On top of all of this, ESG indexes and funds don’t always do much screening to begin with. When you invest in an ESG fund, you may think you’re buying into a highly curated selection of positive-outlier companies. In reality, it will often look similar to an ordinary market-wide index fund. The 10 biggest holdings in the S&P 500 ESG index include Big Tech companies such as Apple, Microsoft, and Alphabet; big banks such as JPMorgan Chase; and, incredibly, ExxonMobil. This has two consequences: First, ESG investors aren’t always directing their money toward companies that are doing an exceptional job on the environmental or diversity fronts; second, to the extent that an ESG fund performs well, it’s often just because the market as a whole is doing well—yet ESG funds typically have higher costs than index funds.
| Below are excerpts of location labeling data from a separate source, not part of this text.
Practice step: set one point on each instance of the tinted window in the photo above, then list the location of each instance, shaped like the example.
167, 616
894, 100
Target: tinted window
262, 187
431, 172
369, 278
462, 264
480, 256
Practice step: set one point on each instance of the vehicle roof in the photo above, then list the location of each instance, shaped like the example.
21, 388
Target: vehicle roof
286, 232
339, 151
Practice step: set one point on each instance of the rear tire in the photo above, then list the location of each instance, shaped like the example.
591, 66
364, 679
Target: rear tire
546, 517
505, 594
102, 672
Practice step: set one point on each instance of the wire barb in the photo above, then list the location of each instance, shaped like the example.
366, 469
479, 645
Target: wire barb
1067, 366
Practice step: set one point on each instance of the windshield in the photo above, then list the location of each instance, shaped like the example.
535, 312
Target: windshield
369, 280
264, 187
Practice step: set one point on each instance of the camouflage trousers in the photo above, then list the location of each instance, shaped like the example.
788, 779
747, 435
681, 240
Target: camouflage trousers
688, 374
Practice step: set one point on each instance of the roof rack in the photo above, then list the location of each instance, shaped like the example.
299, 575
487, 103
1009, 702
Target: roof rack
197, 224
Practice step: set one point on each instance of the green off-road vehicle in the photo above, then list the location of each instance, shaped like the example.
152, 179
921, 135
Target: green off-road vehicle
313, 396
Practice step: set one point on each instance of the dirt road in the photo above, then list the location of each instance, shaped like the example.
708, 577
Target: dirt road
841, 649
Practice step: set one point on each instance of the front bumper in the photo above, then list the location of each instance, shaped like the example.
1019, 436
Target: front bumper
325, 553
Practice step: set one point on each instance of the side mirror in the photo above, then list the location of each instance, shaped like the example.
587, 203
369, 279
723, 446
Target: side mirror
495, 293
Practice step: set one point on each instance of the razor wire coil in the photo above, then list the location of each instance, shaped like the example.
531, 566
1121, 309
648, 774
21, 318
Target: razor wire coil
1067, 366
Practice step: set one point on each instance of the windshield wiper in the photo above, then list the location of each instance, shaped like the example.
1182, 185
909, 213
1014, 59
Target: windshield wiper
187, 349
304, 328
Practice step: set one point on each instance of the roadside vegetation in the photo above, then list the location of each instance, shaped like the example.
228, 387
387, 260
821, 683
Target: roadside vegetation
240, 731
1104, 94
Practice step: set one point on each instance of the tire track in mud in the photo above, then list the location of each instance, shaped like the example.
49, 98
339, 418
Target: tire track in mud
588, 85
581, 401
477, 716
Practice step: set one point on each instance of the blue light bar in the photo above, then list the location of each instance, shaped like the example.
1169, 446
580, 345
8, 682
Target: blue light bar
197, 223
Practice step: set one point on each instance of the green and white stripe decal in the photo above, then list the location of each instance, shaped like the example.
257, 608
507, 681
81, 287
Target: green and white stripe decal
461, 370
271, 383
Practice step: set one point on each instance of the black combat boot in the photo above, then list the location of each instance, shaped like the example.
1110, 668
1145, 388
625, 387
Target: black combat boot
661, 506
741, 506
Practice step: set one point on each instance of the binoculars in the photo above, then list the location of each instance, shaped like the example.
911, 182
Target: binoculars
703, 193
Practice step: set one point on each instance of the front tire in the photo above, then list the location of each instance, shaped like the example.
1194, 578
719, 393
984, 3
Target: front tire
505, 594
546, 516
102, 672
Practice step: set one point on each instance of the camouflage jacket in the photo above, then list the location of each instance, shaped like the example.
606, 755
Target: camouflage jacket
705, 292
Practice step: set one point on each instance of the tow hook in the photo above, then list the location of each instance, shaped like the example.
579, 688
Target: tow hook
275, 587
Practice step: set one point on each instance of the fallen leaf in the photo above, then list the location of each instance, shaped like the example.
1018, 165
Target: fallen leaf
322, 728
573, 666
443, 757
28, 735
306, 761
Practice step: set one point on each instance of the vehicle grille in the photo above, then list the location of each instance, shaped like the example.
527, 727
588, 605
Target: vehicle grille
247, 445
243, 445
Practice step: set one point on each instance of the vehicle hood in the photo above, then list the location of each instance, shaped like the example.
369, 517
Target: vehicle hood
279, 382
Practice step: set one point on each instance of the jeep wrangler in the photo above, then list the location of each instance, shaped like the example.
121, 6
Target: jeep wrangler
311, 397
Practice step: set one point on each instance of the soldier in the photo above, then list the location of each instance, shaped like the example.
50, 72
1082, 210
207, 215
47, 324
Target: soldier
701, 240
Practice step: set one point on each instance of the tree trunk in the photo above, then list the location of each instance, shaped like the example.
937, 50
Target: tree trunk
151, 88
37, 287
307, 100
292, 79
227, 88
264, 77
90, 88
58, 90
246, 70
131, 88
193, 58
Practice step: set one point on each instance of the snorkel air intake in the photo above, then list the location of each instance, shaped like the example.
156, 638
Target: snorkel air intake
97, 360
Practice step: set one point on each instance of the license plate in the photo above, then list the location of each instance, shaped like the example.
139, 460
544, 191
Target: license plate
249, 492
ESG investors, then, aren’t always, or even usually, getting what they think they’re paying for, which in turn means that the conservative claim that companies are contorting themselves to satisfy ESG criteria is hugely overblown. The ESG boom has probably encouraged companies to improve their disclosure about such issues as emissions and gotten them to think more concretely about the risk that climate change poses to their operations. But a vehicle for woke capitalism it’s not.

Indeed, if the ESG boom has had any systemic effect, it may have been to weaken the demand for government action by fostering the illusion that corporations can solve, and indeed are solving, the world’s problems on their own. In 2021, for instance, Larry Fink, the CEO of the investing behemoth BlackRock and the anti-ESG crowd’s favorite villain, argued against mandating climate-risk disclosures. Thanks to self-regulation, he said, “We’re not going to need, really, governmental change or regulatory change.” That’s a message that Republicans would normally find quite appealing. Instead of trying to bury ESG capitalism, free-market conservatives should really be praising it.